Malgré le lourd bilan de la répression menée par l’armée depuis le putsch du 1er février, les opposants continuent de défier le régime. Le pape François a exprimé sa « proximité » avec la jeunesse du pays et ses aspirations démocratiques.

La mobilisation prodémocratie se poursuit en Birmanie. En ce dimanche de Pâques, le mouvement de désobéissance civile a imaginé une nouvelle campagne : diffuser des photos d’œufs sur les réseaux sociaux décorés de messages contre le régime : « Sauvez la Birmanie »« Nous voulons la démocratie »« Dégageons MAH [le puissant chef de la junte, Min Aung Hlain] ».

Depuis le putsch du 1er février, qui a renversé le gouvernement civil d’Aung San Suu Kyi, des dizaines de milliers de salariés se sont mis en grève et des secteurs entiers de l’économie sont paralysés. Plus de 550 civils, dont des femmes et des enfants, ont été tués par les forces de sécurité. Le bilan pourrait être beaucoup plus lourd : quelque 2 700 personnes ont été arrêtées. Beaucoup, détenues en secret, sans accès à leurs proches ou à un avocat, sont portées disparues.

« Jésus est ressuscité : alléluia, la Birmanie ressuscitera »

Quatre civils sont encore tombés sous les balles samedi 3 avril, et un homme de 30 ans a été abattu dimanche, dans l’Etat Kachin, à l’extrême nord de la Birmanie. Malgré cela, les opposants au coup d’Etat continuent de défier le régime militaire.

« La créativité, la bravoure et le courage de notre peuple sont l’avenir de la Birmanie », a tweeté docteur Sasa, envoyé spécial auprès de l’Organisation des Nations unies (ONU) du gouvernement civil déchu. Dans son message de Pâques, le pape François a exprimé sa « proximité (…) avec les jeunes Birmans qui s’engagent pour la démocratie en faisant entendre pacifiquement leur voix »« Jésus est ressuscité : alléluia, la Birmanie ressuscitera », a tweeté pour sa part Charles Bo, premier cardinal du pays, très majoritairement bouddhiste.

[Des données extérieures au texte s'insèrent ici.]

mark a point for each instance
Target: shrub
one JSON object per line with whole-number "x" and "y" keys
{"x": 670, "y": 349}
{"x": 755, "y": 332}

La junte de son côté a assuré, dans un média d’Etat, que les forces de sécurité « faisaient preuve de la plus grande retenue ». Sur le terrain, les généraux birmans ont coupé l’accès à Internet pour une grande majorité de la population, ordonnant la suspension des données mobiles et des connexions sans fil. Ils resserrent aussi leur étau judiciaire sur Aung San Suu Kyi, accusée notamment de corruption et d’avoir violé une loi sur les secrets d’Etat datant de l’époque coloniale. Si elle est reconnue coupable, l’ex-dirigeante de 75 ans, détenue au secret mais « en bonne santé » selon ses avocats, risque d’être bannie de la vie politique et encourt de longues années de prison.

Des mandats d’arrêt ont par ailleurs été émis contre 60 célébrités birmanes – chanteurs, mannequins, influenceurs sur les réseaux sociaux – accusées d’avoir diffusé des informations susceptibles de provoquer des mutineries dans les forces armées.

Des factions rebelles soutiennent le mouvement de désobéissance

Le bain de sang contre les civils a provoqué la colère des principales factions ethniques rebelles du pays. Dix d’entre elles ont apporté leur soutien au mouvement de désobéissance civile et prévu de « réexaminer » le cessez-le-feu signé avec les militaires à partir de 2015. La puissante Union nationale karen, l’un des plus importants groupes armés du pays, s’est emparée la semaine dernière d’une base militaire dans le sud-est du pays, tuant dix soldats.

L’armée a riposté par des raids aériens, les premiers depuis vingt ans dans cette région, faisant plusieurs victimes et de nombreux déplacés. D’autres rébellions ont menacé de reprendre les armes contre les militaires. L’émissaire de l’ONU pour la Birmanie, Christine Schraner Burgener, a mis en garde contre un risque « sans précédent » de « guerre civile ».